MapR Delivers Bi-Directional Replication with Distro Refresh
A new release of the MapR Distribution including Hadoop unveiled today will enable companies to perform real-time, bi-directional data replication between Hadoop clusters that are thousands of miles apart. The new table replication feature was added to MapR-DB, the NoSQL database included with the high-end edition of MapR’s commercial Hadoop offering.
As Hadoop adoption grows, companies are finding it increasingly difficult to ensure that they’re acting on the latest, freshest data. This fast-data problem is particularly evident in organizations that run multiple Hadoop clusters and need to ensure that the analytic apps running on clusters have the best data available to them.
MapR says it has addressed this challenge with version 4.1 of its MapR Distribution, unveiled today at the Strata + Hadoop World conference in MapR’s hometown of San Jose, California. The new table replication feature in the MapR-DB NoSQL database delivers real-time data replication, thereby enabling customers to maintain multiple, active replica clusters in multiple data centers around the world.
“This is a huge step,” says MapR’s chief marketing officer Jack Norris. “The big focus here is organizations moving to impact business as it happens, which is combining operational data with in-line analytics…It’s about understanding what’s going on at the moment and then optimizing for revenue or cost efficiency or risk mitigation. This real-time capability [will enable organizations] to have a distributed, globally consistent footprint.”
While might sound nice for an organization to have a single Hadoop cluster to store all of its data, that’s not necessarily how things evolve in the real world. Large multi-national organizations commonly spin up multiple Hadoop clusters to serve specific departments, geographies, or lines of busiess.
MapR’s new table replication facility allows those clusters to be configured in an “active-active” manner, thereby enabling operational data to be stored and processed close to the users or devices they serve, while allowing live data to be streamed to other clusters in real time.

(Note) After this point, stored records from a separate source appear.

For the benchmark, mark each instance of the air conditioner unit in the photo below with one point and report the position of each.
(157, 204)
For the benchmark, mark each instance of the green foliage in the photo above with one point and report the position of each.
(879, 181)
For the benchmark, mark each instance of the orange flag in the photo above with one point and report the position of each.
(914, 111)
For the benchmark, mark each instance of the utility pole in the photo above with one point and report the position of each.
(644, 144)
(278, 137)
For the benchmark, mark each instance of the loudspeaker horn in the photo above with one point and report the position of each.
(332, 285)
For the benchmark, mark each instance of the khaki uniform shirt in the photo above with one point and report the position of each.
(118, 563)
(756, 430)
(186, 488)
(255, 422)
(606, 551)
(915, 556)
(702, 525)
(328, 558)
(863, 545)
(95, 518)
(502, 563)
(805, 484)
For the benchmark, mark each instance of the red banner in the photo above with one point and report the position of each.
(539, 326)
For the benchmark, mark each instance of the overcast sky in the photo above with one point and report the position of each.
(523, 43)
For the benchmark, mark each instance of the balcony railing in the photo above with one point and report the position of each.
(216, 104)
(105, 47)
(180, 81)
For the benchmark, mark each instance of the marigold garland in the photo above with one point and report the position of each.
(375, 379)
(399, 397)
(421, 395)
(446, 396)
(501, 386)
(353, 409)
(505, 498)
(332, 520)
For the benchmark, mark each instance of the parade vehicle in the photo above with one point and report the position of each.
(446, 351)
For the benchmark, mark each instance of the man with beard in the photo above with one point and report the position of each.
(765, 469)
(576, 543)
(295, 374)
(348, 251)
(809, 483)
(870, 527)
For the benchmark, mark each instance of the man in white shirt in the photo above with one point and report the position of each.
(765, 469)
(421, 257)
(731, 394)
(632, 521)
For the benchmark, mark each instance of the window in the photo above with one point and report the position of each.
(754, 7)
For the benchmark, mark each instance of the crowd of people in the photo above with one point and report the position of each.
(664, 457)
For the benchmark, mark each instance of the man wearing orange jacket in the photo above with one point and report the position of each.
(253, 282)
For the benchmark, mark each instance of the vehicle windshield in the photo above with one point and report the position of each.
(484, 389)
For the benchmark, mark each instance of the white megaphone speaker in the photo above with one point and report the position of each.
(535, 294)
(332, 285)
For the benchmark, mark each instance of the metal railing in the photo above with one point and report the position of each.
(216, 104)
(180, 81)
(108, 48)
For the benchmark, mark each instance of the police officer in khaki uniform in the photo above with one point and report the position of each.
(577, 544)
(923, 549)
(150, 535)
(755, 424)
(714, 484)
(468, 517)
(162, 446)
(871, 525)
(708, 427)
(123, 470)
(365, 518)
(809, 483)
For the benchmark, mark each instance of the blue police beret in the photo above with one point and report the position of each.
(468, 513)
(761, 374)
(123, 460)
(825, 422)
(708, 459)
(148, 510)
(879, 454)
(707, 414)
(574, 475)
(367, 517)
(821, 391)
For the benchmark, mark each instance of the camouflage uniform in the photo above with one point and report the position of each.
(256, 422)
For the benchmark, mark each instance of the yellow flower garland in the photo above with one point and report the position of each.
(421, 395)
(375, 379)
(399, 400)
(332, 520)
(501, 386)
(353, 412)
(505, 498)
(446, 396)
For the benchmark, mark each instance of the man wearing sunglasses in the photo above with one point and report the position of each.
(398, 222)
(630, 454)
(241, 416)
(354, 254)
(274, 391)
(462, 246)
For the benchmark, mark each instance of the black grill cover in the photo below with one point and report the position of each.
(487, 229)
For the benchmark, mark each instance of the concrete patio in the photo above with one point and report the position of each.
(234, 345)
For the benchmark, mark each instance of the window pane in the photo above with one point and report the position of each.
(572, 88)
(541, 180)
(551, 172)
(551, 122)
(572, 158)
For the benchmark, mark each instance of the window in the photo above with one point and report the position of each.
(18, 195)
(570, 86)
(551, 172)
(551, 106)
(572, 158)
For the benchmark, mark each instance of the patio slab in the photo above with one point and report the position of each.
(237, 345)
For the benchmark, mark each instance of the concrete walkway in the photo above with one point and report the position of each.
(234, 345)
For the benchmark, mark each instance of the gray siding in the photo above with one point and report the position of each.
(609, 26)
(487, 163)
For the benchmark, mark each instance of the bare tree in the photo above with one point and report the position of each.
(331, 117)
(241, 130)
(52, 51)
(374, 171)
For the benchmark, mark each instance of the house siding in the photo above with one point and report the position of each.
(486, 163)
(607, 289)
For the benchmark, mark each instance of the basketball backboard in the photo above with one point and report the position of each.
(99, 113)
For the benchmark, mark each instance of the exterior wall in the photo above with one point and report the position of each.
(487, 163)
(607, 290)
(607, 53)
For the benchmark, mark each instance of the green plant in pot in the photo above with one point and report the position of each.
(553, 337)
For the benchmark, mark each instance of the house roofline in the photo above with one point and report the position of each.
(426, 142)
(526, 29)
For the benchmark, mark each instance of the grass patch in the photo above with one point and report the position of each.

Norris says the replication facility is a result of some of the earlier investments MapR put into its distribution, including the random read/write file system and the integrated NoSQL database. Customers can use the replication feature in any configuration of data centers, including having one centralized Hadoop cluster used for analytics or replicating data across a daisy chain of data centers.
“If the data centers are close enough, you can do synchronous replication,” he tells Datanami. “If they’re geographically distributed, it’s asynchronous with transactional integrity, so if the connection goes down, [the transaction updates] will be applied in the correct order and resumed when you reestablish the connection. It’s a high-end, utility-grade solution.”
Version 4.1 also brings a new POSIX client for loading data into Hadoop. Some customers are well served by using the standard HDFS API, while MapR’s standard NFS-based client provides additional flexibility for mounting data. The new POSIX client provides a third option. MapR says the bolt-in compression, parallelism, and encryption features will be particularly attractive for organizations that need to meet stringent SLAs on ingesting data into the Hadoop cluster.
Lastly, MapR has added a new C API for MapR-DB, thereby enabling developers who program in C the ability to develop for its Hadoop cluster.
In a separate announcement, MapR unveiled three Quick Start Solutions for its Hadoop distro. The new solutions will deliver pre-configured application templates for three common use cases, including Data Warehouse Optimization and Analytics, Security Log Analytics and Recommendation Engines. The Quick Start Solutions start at $30,000.